Addressing the question of transport in the current regulatory definition of medical necessity would address the issue of allowing ground ambulance providers and suppliers to provide telehealth services. While the Congress has opened up telehealth to all providers regardless of where the patient lives, CMS needs to clarify that ground ambulance entities will be paid for facilitating telehealth as well. The Congress has allowed CMS to waive all of the provisions of SSA § 1834(m) to reduce unnecessary contact between patients and health care professionals during this crisis. The broad waiver should also apply to ground ambulance organizations by recognizing them as legitimate originating sites and reimbursing them as an originating site for the telehealth services they facilitate. CMS has recognize the ability of ground ambulance services to play this role in telehealth in its Emergency Triage, Treat, and Transport (ET3) Model and has waived the payment restrictions as part of the pilot. This pilot, however, primarily includes urban providers who were able to meet other requirements of the model and does not address the burdens that all ground ambulances – urban and rural – are being asked to carry during this crisis.

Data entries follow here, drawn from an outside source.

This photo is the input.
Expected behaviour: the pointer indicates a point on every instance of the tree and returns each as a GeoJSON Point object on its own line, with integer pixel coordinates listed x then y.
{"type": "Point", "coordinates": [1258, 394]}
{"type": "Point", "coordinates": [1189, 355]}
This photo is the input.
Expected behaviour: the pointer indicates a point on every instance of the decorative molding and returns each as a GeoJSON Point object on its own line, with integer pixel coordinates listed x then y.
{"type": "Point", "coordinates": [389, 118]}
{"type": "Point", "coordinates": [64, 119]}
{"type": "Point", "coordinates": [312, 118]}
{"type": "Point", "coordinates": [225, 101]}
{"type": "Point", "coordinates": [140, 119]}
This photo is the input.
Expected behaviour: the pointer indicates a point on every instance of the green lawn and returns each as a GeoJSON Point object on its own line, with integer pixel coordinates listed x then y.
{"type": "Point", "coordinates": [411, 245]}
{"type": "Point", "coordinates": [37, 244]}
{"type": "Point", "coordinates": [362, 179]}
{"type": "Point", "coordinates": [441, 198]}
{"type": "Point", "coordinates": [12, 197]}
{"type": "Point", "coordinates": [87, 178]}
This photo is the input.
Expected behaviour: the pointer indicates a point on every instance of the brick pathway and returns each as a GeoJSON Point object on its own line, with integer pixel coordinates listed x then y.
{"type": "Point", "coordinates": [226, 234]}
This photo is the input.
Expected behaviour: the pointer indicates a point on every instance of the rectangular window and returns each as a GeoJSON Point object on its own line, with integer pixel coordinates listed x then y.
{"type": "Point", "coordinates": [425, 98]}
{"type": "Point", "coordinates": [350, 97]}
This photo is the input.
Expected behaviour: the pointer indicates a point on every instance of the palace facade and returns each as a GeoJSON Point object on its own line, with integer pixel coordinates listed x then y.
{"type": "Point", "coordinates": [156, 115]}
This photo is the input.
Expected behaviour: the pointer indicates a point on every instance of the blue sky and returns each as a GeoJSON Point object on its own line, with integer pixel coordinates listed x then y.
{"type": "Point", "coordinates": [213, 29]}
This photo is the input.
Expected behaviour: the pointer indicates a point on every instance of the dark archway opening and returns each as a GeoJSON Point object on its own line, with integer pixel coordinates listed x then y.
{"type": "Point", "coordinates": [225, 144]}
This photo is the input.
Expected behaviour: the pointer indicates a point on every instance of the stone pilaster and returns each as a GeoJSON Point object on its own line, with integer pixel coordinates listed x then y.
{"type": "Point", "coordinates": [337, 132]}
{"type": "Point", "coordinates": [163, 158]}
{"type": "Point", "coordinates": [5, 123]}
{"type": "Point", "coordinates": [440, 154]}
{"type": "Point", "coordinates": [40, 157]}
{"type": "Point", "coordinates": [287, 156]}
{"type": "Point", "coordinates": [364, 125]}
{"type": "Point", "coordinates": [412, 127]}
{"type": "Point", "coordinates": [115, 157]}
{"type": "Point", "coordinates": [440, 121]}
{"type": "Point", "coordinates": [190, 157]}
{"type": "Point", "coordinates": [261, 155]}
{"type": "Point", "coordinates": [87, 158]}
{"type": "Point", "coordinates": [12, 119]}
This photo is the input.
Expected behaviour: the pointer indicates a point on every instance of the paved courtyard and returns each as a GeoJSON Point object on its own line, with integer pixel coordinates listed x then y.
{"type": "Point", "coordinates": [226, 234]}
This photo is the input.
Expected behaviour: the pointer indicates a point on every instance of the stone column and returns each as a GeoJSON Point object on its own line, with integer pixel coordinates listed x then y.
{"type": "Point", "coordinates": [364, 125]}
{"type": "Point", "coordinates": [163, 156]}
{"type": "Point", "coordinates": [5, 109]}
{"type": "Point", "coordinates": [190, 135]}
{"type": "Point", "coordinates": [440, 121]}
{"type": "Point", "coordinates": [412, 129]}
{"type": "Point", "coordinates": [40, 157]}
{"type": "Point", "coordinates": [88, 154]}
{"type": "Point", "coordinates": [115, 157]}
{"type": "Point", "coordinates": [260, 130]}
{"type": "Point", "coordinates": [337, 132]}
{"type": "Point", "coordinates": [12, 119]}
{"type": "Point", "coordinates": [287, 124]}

As with Treatment in Place, ground ambulance services are being asked to act as an originating site for telehealth services in patients’ homes or at the scene to assist during the crisis. To play this role, paramedics and EMTs are being placed in harm’s way, require PPE, and are unable to respond to other calls. Without payment, ground ambulance services will not be able to cover their costs and may have to refuse providing them or risk closing their doors. Thus, during the COVID-19 PHE, CMS should apply this waiver to all ground ambulance services.

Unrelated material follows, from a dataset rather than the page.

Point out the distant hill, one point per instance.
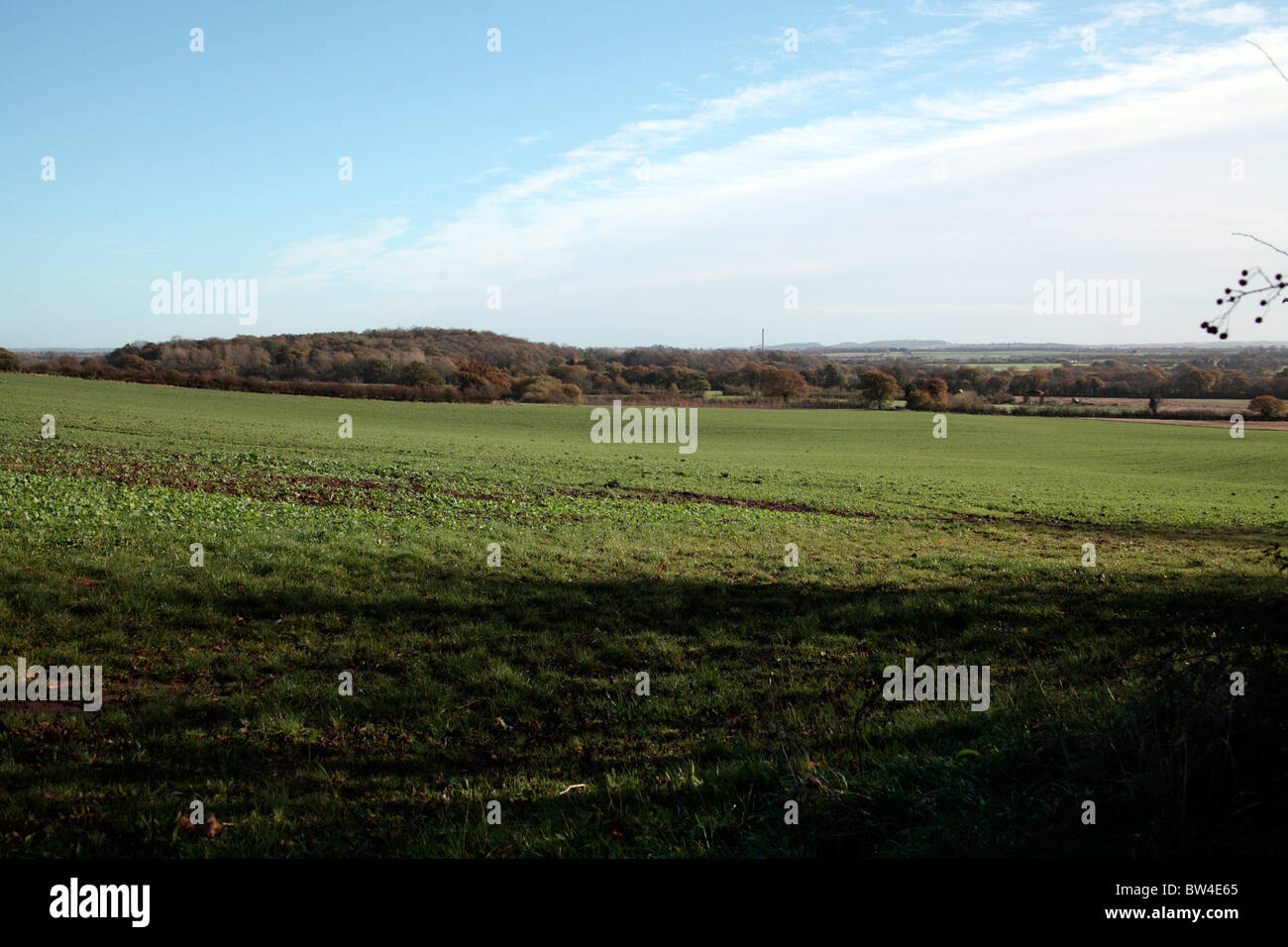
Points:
(851, 346)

Suggest Waiver for Telehealth

CMS should also allow ground ambulance services to bill as the originating site for facilitating telehealth services with a practitioner listed in 42 C.F.R. § 410.78(b)(2) for the duration of the PHE.

Allow for a payment to ground ambulance organizations of a modified originating site facility fee equal to either the BLS-E or ALS1-E rate, determined by the level of service rendered by the ground ambulance organizations to address the costs and services to address the COVID-19 PHE.